Алексей Атеев - Дно разума
Целый год Юра рос в Доме малютки без материнского пригляда. Изредка мамаша все же являлась сюда, справлялась о здоровье сына и спокойно удалялась, словно не замечая укоризненных взглядов нянечек. Однако, как только ребенок встал на ноги, материнские инстинкты в «кукушке» все же пересилили легкомыслие, она забрала Юру и принесла в землянку. Лет до трех она, уходя на работу, привязывала к ноге сына веревку, которая ограничивала передвижение мальчика. Летом и в начале осени он копался в огороде среди картофельной ботвы и чахлых помидоров, играл, строя из катушек и консервных банок автомобили, или бросал камешки в копошившихся в пыли воробьев. Когда Юра подрос, привязывать его стало бесполезно, и он влился в стаю полубеспризорной ребятни. Подобных детей в ту пору было в земляном поселке довольно много. Малолетняя шпана носилась по окрестностям, играла в «чижа», в «клек», в лапту или в футбол тряпичным мячом. В жаркие дни околачивалась на берегу реки, время от времени лазала на скрапную площадку в поисках оружия и воровала по мелочам.

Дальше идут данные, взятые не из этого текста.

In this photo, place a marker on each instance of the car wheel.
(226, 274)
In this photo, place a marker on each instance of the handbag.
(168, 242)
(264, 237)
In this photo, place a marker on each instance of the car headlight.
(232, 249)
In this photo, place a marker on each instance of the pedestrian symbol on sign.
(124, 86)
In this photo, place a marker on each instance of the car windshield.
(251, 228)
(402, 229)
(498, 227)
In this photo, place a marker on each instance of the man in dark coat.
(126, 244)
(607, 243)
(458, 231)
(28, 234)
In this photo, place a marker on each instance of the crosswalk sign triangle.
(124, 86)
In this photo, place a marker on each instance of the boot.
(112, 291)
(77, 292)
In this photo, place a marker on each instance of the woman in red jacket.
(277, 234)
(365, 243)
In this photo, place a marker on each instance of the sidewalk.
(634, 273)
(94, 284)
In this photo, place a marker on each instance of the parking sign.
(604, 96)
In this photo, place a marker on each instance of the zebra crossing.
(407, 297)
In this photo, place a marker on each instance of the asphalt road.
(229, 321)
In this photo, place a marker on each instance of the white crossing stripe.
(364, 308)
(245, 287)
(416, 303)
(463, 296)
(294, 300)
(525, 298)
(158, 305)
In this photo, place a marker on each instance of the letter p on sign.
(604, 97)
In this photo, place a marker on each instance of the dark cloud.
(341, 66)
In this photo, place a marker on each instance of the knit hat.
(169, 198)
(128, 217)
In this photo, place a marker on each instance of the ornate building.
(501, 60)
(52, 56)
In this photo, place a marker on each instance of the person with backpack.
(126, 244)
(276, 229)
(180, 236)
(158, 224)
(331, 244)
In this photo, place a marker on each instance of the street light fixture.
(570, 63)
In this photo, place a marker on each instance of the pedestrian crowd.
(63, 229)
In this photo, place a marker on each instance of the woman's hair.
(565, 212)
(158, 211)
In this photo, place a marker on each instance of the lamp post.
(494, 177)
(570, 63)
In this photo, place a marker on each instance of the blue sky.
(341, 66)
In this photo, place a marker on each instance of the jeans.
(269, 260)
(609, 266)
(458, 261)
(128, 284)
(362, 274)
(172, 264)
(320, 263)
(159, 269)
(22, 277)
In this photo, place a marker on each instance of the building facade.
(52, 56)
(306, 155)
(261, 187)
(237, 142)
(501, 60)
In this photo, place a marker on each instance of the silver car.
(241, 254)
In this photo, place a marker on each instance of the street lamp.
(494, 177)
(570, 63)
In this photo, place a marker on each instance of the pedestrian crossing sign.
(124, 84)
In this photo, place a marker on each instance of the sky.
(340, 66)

Всеобщим поветрием в ту пору были голуби. Особо редких пород в поселке не наблюдалось. У солидных голубятников водились турманы, монахи и николаевские, но большинство ребятишек в породах разбиралось не очень чтобы… Мохноногий – вот главный критерий. Такие птицы ценились. Еще было модно щеголять особым голубятницким жаргоном. «Сизо-плекие», «красно-башие»… Эти слова звучали как заклинание, как ключ для проникновения в волшебный мир поднимающегося в небо голубиного вихря, сверкающих на солнце разноцветных перьев, треска хлопающих крыльев…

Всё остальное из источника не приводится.